Wo soll man mit Pepe Regazzi zusammensitzen, wenn nicht in einem besonderen Tessiner Ristorante?

Das Missultin in seinem Dorf Vira am Lago Maggiore wirft Regazzi, 55, zurück in die Zeit, als er noch ein Ragazzo war. «Damals hiess das Missultin noch Rodolfo», erzählt Regazzi. «Sonntags nach der Kirche kam ich mit meinem Vater und mit meinem Grossvater immer hierher zum Aperitivo.» Es war eine Art Ritual der Männer von Vira, und sie pflegten es, während die Frauen daheim das Mittagessen kochten. «Wir hockten rund um den grossen Tisch in der Mitte des Raumes, das Kaminfeuer brannte, wir redeten und sangen Tessiner Lieder.»

Das Ristorante hat sich verändert seither, es ist aufwendig renoviert worden und steht seit der Wiedereröffnung vor zwei Jahren für gehobene Gastronomie. Was der Lauf der Zeit aus dem Ragazzo Pepe gemacht hat? Einen Reisenden, der seiner Heimat eng verbunden geblieben ist. Einen Facettenreichen, der immer wieder neue Projekte anpackt. Einen Snowboard-Pionier, der als Trainer zu einer legendären Figur geworden ist.

«So viel mehr als ein Trainer»

Fast 20 Jahre lang stand Regazzi an den Halfpipes dieser Welt und coachte das Schweizer Team. Zu diesem Team gehörte bis 2014 auch Ursina Haller, die WM-Zweite von 2011. Haller sagt über Regazzi: «Pepe ist so viel mehr als ein Trainer. Er hat so viele von uns geprägt – nicht nur als Athletinnen und Athleten. Sondern als Menschen. Einen wie ihn triffst du nur einmal im Leben.»

Regazzi hat sein Team immer als echte Gemeinschaft verstanden. Er lebte vor, was er einst in Vira aufgesogen hatte: die Freude am Zusammensein, Kochen und Essen, die Freude am Leben. Im Ausland mietete er immer wieder Apartments, wo der Snowboard-Coach abends zum Koch-Coach mutierte, wo alle gemeinsam in der Küche standen und vorbereiteten, was danach auf den Tisch kam.

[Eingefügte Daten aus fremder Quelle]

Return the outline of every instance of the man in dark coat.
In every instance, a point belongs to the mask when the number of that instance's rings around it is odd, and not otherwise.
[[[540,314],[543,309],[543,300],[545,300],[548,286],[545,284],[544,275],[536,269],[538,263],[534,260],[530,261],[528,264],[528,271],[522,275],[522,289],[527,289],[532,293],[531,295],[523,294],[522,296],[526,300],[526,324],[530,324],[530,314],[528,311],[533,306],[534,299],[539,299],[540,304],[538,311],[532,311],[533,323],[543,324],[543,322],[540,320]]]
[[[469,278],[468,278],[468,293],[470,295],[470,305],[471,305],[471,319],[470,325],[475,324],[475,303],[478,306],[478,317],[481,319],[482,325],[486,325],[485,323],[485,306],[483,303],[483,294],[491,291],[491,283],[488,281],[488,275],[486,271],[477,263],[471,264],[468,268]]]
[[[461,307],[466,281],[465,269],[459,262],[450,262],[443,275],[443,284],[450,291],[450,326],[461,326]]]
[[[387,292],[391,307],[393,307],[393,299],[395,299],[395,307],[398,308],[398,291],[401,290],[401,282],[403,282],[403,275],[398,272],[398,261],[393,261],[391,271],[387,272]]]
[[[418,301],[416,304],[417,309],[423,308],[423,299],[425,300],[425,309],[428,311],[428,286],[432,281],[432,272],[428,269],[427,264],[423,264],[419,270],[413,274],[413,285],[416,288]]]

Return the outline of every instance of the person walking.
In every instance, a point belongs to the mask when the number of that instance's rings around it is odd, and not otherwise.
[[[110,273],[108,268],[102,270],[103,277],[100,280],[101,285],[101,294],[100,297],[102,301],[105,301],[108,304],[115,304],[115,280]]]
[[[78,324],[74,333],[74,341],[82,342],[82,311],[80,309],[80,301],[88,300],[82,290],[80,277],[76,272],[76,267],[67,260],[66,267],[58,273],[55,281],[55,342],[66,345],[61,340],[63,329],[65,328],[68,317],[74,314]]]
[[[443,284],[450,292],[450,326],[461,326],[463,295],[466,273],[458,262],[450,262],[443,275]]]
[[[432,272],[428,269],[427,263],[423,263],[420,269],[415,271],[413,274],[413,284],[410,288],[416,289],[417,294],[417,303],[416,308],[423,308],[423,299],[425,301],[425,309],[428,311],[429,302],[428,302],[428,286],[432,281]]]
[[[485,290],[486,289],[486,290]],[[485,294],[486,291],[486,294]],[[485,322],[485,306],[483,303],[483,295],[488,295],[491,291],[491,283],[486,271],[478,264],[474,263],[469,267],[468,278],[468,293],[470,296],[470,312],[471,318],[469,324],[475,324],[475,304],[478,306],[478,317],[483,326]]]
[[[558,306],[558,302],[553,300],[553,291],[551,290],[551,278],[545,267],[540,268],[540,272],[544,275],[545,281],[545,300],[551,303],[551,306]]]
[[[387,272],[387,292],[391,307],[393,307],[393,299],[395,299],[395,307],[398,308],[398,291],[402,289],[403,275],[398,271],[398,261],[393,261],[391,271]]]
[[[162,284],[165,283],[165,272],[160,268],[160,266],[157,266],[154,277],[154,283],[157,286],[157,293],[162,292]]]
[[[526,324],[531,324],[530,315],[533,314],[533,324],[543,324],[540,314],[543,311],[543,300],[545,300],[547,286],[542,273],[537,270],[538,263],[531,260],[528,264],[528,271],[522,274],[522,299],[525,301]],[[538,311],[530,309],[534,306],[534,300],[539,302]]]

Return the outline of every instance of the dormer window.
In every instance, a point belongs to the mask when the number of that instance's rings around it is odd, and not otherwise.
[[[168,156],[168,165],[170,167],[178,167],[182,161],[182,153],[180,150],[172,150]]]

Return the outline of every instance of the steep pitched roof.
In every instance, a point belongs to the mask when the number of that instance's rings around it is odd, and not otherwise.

Regazzi gab 2012 «Ticino ti cucino» heraus, ein wunderbares Buch mit Originalrezepten und kulinarischen Geschichten aus dem Tessin. 2016 folgte, wieder in Kooperation mit der Fotografin Juliette Chrétien, seiner Partnerin, «Famiglia nostrana». Es ist ein Buch, in dem man nur dann blättern sollte, wenn man alles stehen und liegen lassen kann, um mit dem nächsten Zug in den Südkanton zu reisen und all die Grotti, Unterkünfte, Weingüter, Käsereien, Metzgereien, die für das ursprüngliche Tessin stehen, in natura zu entdecken.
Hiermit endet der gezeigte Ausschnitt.